Rebuilding Place in the Urban Space

"A community’s physical form, rather than its land uses, is its most intrinsic and enduring characteristic." [Katz, EPA] This blog focuses on place and placemaking and all that makes it work--historic preservation, urban design, transportation, asset-based community development, arts & cultural development, commercial district revitalization, tourism & destination development, and quality of life advocacy--along with doses of civic engagement and good governance watchdogging.

Thursday, May 26, 2011

One way in which community planning is completely backwards

I hate to be put in the position of agreeing with Washington Examiner editorial writer Barbara Hollingsworth, of whom I normally have the tendency to excoriate, but her piece, "Fairfax school officials to review closing Clifton Elementary," on the closure of Clifton Elementary School, a community school serving a rural section of Fairfax County, illustrates a problem that we have in cities also, when decisions to close schools based on enrollment levels or the cost to rehabilitate the school end up having devastating impacts on the quality of neighborhood-community life. (Also see this article about the school from 2010, "Parents, officials 'appalled' at decision to close Clifton school.")

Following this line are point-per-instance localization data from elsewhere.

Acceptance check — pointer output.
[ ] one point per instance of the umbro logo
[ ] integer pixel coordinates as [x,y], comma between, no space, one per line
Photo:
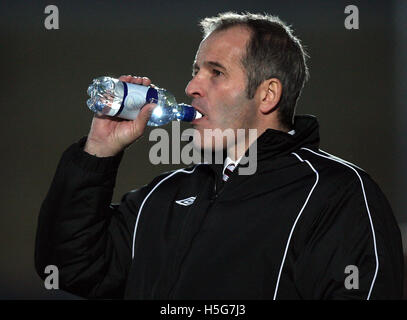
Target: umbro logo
[186,202]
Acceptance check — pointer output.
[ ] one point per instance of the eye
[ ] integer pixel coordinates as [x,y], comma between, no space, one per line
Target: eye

This morning's Washington Post also has a long piece on Clifton School, "Closure shuts many doors ," focusing on the community-connectedness, volunteerism, and involvement of the community within the school and outside of the school deriving in part from the way that the school knits the community together.

I joke sometimes that "offices of planning" aren't really planning offices, but "offices of land use" or even "offices of land use development" because so much of the "planning" done by the other government agencies isn't coordinated by the office of planning and/or never comes before the office for substantive comment.

A key example is schools planning, which for the most part, is the domain of the local public school system, with limited input from other agencies, including the office of planning.

As far as delivering educational programs that's fine. (Well, it isn't, but that's another story.)

But the problem is the disconnect between the reality that schools, especially elementary schools, are a basic building block and foundation of quality neighborhoods and local community.

Schools are the fulcrum of community activity in so many places, and provide the means for people to meet and interact within communities outside of strict propinquity--meaning you have a chance to meet and become friends with a wide variety of people, not just the people you live next door to or across the street from.

Just like I believe that transportation planning needs to be done at two levels: (1) at the metropolitan level, setting requirements for network breadth and depth, level of service standards for the network and specific services; and (2) at the level of transit operations; schools planning in terms of providing a base level of "coverage" and neighborhood strengthening qualities and programs should not solely be the domain of the school system, the community's land use, neighborhood, and economic development planning initiatives need to take the lead on this so that all neighborhoods are served by at least one quality public school.

But in my neighborhood, which is gaining households with children, I don't know any families that send their children to the local elementary school, which is five blocks away. Mostly, their children go to charter schools or private day care. Although I guess people with children (and the people who live next door to them) end up meeting other families with children throughout the neighborhood because when they are out walking with their children, the kids end up being a "social bridge" that ease the process of meeting and making others' acquaintance.

In Baltimore County, the school system and the parks and recreation department have had for at least 50 years a memorandum of understanding about joint use of public school facilities for recreation programs.

In practice, that means that schools are used for more hours of the day and that the County doesn't need two different buildings to serve different functions. At the same time, certain school facilities such as gyms and auditoriums may be "overbuilt" so that they also can handle larger community functions, but that the money to pay for this comes in part from the Department of Recreation and Parks.

This idea needs to be extended so that a base number of schools are designated as what we might call "neighborhood foundation" schools, and the resources provided to the school would be funded in part for neighborhood stabilization and resident attraction and marketing purposes, meaning that some funds to maintain the schools in such places would come from outside of the budget of the school system.

Fixing the quality of the education program that is delivered is another question, one that I have written about plenty over the years.